In 1960, a fire destroyed the Lowe Trading Post in Dillingham, with damages estimated at $200,000.
In 1949, fire destroyed the Father Duncan Memorial Church in Metlakatla. It was one of the largest churches in Alaska.
In 1973, a federal district judge released $130 million, the first cash payment under the Alaska Native Claims Settlement Act, and ordered hearings on creating a 13th regional Native corporation.
In the nation
In 1732, Benjamin Franklin began publishing "Poor Richard's Almanac."
In 1776, Thomas Paine published his first "American Crisis" essay.
In 1907, 239 workers died in a coal mine explosion in Jacobs Creek, Pa.
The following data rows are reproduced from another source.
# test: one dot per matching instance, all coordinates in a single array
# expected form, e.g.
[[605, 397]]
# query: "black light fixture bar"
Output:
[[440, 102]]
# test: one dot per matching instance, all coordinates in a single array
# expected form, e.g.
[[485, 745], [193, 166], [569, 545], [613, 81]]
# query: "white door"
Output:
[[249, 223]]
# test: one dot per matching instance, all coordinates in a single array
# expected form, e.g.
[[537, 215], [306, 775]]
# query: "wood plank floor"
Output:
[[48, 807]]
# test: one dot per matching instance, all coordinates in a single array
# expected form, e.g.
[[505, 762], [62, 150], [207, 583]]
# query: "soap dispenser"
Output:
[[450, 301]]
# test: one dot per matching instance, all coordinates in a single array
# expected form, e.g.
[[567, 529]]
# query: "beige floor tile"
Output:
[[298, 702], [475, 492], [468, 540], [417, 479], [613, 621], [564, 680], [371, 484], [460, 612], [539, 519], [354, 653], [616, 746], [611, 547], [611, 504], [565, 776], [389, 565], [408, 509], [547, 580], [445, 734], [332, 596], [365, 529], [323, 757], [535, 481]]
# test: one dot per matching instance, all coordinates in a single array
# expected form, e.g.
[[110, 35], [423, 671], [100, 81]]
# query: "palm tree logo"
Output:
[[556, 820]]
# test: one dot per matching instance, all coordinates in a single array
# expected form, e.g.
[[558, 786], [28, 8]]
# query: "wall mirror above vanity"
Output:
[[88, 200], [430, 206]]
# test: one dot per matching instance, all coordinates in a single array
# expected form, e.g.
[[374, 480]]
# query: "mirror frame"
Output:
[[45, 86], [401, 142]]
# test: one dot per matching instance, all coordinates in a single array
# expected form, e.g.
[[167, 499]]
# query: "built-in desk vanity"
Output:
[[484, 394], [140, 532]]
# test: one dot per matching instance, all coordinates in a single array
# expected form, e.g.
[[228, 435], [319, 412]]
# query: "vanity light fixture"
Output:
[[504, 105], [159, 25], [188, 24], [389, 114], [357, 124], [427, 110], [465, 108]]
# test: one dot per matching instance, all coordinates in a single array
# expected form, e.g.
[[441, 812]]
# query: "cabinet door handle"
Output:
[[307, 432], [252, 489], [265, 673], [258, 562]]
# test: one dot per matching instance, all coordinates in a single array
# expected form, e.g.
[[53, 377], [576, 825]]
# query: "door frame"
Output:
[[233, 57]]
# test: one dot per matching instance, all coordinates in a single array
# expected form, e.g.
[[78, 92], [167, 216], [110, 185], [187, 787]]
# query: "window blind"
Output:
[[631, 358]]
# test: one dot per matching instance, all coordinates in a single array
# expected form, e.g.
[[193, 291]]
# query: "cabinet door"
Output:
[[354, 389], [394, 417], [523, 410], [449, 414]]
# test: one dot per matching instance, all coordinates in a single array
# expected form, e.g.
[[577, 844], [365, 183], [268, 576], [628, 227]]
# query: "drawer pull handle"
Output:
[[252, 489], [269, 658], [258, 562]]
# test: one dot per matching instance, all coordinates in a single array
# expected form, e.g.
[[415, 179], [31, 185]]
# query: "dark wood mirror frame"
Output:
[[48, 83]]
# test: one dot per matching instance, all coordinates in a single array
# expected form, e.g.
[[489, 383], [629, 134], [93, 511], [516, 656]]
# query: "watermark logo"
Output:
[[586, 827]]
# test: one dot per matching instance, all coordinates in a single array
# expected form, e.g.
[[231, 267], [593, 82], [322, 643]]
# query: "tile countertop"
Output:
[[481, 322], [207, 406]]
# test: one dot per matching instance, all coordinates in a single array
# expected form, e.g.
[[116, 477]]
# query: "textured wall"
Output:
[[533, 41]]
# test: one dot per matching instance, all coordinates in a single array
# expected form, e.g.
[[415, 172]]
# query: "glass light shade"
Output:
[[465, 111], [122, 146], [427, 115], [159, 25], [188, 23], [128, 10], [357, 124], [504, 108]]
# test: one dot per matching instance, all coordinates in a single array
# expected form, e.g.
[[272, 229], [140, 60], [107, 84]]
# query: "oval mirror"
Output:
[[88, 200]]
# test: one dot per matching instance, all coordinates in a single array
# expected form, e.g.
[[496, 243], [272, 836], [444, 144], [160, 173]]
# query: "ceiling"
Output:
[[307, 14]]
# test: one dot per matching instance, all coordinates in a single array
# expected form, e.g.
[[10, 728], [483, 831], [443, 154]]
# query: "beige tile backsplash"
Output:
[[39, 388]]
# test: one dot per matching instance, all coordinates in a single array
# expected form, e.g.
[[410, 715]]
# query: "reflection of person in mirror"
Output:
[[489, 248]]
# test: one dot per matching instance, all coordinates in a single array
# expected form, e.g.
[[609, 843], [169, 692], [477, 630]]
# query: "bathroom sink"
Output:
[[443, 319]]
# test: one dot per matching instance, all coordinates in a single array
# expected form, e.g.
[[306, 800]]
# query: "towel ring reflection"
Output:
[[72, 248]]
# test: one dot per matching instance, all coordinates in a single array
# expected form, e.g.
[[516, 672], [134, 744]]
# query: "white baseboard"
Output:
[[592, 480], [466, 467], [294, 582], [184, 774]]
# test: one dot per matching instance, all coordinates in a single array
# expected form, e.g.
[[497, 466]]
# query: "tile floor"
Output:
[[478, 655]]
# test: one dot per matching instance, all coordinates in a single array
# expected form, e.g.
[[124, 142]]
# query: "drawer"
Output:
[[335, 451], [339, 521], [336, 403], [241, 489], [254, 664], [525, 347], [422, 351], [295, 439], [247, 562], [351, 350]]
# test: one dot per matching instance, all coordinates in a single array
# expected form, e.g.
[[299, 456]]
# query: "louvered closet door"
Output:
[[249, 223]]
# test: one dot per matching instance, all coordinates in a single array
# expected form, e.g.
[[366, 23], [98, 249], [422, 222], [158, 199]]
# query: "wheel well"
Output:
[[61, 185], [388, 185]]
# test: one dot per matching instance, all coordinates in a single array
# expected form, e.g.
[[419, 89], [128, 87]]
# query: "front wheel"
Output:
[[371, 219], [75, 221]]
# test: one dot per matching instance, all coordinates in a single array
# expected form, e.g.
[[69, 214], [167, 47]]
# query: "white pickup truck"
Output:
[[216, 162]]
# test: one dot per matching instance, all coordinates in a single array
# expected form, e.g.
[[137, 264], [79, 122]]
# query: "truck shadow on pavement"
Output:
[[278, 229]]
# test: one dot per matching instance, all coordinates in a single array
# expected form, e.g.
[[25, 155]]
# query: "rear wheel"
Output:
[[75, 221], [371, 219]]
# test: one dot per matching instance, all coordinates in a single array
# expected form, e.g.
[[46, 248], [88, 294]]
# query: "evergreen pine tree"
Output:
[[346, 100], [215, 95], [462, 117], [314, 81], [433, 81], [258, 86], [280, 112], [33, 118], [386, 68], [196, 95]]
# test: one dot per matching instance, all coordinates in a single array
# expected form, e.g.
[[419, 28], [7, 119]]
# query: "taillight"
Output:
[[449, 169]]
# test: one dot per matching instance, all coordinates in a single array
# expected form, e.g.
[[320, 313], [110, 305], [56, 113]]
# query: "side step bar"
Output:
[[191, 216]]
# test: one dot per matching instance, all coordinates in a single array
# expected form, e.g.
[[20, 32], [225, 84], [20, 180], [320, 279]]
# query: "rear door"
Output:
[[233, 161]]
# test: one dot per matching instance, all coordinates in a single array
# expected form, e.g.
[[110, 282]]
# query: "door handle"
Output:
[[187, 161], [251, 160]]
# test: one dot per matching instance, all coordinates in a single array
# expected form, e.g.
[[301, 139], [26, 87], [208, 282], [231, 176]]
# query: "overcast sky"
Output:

In 1957, Meredith Willson's musical play "The Music Man" opened on Broadway.
In 1972, Apollo 17 splashed down in the Pacific, winding up the Apollo program of manned lunar landings.
In 1974, Nelson A. Rockefeller was sworn in as the 41st vice president of the United States.
In 1984, a fire at the Wilberg Mine near Orangeville, Utah, killed 27 people.
In 1985, in Minneapolis, Mary Lund became the first woman to receive a Jarvik VII artificial heart. Lund received a human heart transplant 45 days later. She died in October 1986.
In 1995, the Federal Reserve cut a key interest rate, turning fears to cheers on Wall Street a day after the biggest one-day stock plunge in four years. A gunman opened fire inside a Bronx, N.Y., shoe store, killing five people.
In 1998, President Clinton was impeached by the Republican-controlled House for perjury and obstruction of justice. He was later acquitted by the Senate.
In 2000, President-elect Bush met with President Clinton in Washington.
In the world
In 1843, "A Christmas Carol," by Charles Dickens, was first published in England.
In 1932, the British Broadcasting Corporation began transmitting overseas with its Empire Service to Australia.
In 1995, Yigal Amir, the confessed assassin of Israeli Prime Minister Yitzhak Rabin, went on trial.
In 2000, the U.N. Security Council voted to impose broad sanctions on Afghanistan's Taliban rulers unless they closed "terrorist" training camps and surrender U.S. embassy bombing suspect Osama bin Laden.
In 2004, in Iraq, car bombs tore through a Najaf funeral procession and Karbala's main bus station, killing at least 60 people and wounding more than 120 in the two Shiite holy cities. In Baghdad, three Iraqi election officials were killed execution-style by insurgents.